We revisit the standard conditional likelihood for stratum-matched case-control studies and consider three alternatives that may be more appropriate for family-matched gene association studies: First, the ascertainment-corrected prospective likelihood, that is, Pr(D|G,A); second, the retrospective likelihood, Pr(G|D); and third, the ascertainment-corrected joint likelihood, Pr(D,G|A). We show that these likelihoods provide unbiased estimators of genetic relative risk parameters, as well as population allele frequencies and baseline risks. The parameter estimates based on the retrospective likelihood remain unbiased even when the ascertainment scheme cannot be modeled, as long as ascertainment only depends on families' phenotypes.
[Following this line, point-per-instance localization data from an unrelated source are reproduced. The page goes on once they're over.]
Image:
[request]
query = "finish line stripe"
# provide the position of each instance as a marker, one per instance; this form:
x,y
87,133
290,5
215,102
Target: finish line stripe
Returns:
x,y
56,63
Despite the need to estimate additional parameters, the prospective, retrospective, and joint likelihoods can lead to considerable gains in efficiency relative to the standard conditional likelihood. This is true if baseline risks and allele frequencies can be assumed to be homogeneous.
In the presence of heterogeneity, however, the parameter estimates assuming homogeneity can be seriously biased. We discuss the extent of this problem and present a mixed models approach for providing consistent parameter estimates when baseline risks and allele frequencies are heterogeneous. We also compare the efficiency of the mixed-model prospective, retrospective, and joint likelihoods to the efficiency of standard conditional likelihood.